Conformément aux exigences constitutionnelles en vigueur, le président de la République de Guinée, Mamadi Doumbouya, a procédé ce jeudi 22 janvier 2026 au dépôt officiel de sa déclaration de patrimoine auprès de la Cour suprême de Guinée.

Dans un geste à forte portée institutionnelle, le Chef de l’État s’est personnellement rendu au siège de la plus haute juridiction du pays afin de s’acquitter de cette obligation légale. Cette démarche intervient cinq jours seulement après son investiture officielle, tenue le 17 janvier 2026, et s’inscrit dans le respect strict des principes de transparence et de responsabilité qui fondent l’exercice de la magistrature suprême.

Une exigence constitutionnelle encadrée par la loi

Le dépôt de la déclaration de patrimoine est prévu par l’article 60 de la Constitution, qui impose au Président de la République de déclarer l’ensemble de ses biens dans un délai maximal de dix jours suivant son entrée en fonction. Cette disposition vise à renforcer la probité dans la gestion des affaires publiques et à prévenir tout enrichissement illicite au sommet de l’État.

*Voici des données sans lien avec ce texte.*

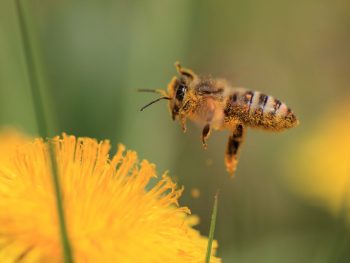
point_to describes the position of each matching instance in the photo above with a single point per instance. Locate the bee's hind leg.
(205, 134)
(233, 147)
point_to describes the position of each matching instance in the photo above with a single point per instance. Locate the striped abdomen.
(259, 110)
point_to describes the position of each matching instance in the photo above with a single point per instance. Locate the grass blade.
(43, 126)
(212, 228)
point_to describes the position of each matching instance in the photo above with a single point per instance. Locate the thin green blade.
(212, 228)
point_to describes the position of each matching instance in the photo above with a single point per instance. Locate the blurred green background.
(93, 56)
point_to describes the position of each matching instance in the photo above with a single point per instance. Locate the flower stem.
(212, 228)
(43, 127)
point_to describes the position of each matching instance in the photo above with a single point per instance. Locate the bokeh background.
(289, 201)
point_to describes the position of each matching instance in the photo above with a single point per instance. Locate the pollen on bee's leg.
(183, 123)
(231, 164)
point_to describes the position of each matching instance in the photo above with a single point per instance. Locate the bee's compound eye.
(180, 92)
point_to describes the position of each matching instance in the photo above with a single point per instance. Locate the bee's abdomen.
(259, 110)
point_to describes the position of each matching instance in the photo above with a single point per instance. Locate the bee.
(216, 105)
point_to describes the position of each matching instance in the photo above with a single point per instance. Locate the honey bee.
(217, 105)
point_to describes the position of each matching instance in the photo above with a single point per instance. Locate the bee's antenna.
(148, 90)
(149, 104)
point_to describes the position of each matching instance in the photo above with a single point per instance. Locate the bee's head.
(177, 90)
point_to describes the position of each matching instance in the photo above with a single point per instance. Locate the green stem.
(212, 228)
(43, 128)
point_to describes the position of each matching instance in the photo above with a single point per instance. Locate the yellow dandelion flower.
(110, 214)
(322, 171)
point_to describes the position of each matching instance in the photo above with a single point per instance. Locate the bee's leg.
(232, 150)
(205, 135)
(183, 122)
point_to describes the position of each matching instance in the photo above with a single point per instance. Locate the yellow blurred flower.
(110, 215)
(322, 163)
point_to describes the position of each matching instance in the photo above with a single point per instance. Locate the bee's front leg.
(205, 134)
(232, 150)
(183, 122)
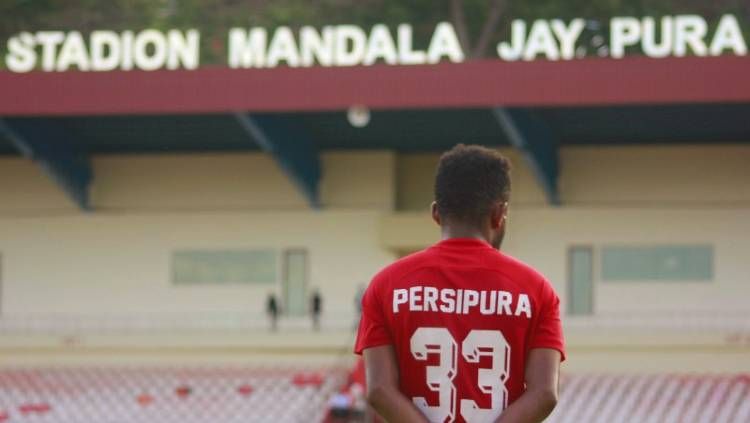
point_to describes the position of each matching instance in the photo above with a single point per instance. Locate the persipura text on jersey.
(461, 301)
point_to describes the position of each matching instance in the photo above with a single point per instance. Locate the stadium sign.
(350, 45)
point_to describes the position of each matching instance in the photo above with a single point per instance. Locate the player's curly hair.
(469, 180)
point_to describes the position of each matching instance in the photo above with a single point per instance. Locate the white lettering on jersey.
(461, 301)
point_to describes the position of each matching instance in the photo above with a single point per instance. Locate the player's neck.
(460, 231)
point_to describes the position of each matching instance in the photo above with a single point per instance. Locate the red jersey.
(461, 317)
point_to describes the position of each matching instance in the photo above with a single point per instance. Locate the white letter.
(183, 48)
(105, 50)
(487, 305)
(406, 55)
(444, 43)
(283, 47)
(415, 296)
(447, 298)
(73, 52)
(523, 306)
(512, 52)
(690, 30)
(623, 32)
(430, 298)
(400, 296)
(728, 35)
(49, 41)
(380, 45)
(344, 55)
(247, 50)
(504, 299)
(568, 36)
(312, 47)
(141, 56)
(127, 50)
(472, 299)
(650, 47)
(541, 41)
(21, 56)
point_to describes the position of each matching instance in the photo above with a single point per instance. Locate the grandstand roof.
(293, 114)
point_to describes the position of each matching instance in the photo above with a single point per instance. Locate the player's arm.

En se conformant à cette exigence dès les premiers jours de son mandat, le président Mamadi Doumbouya envoie un signal fort en faveur du respect de l’État de droit et du renforcement de la confiance entre les institutions et les citoyens.

Confidentialité du contenu de la déclaration

À ce stade, aucune information n’a été communiquée sur le contenu de la déclaration déposée. La procédure est en effet couverte par la confidentialité prévue par la loi, la Cour suprême étant seule habilitée à en assurer la conservation et le contrôle, dans les conditions fixées par les textes en vigueur.

Cet acte marque ainsi l’une des premières étapes institutionnelles du nouveau mandat présidentiel, dans un contexte où les attentes sont fortes en matière de gouvernance, de transparence et d’exemplarité au sommet de l’État.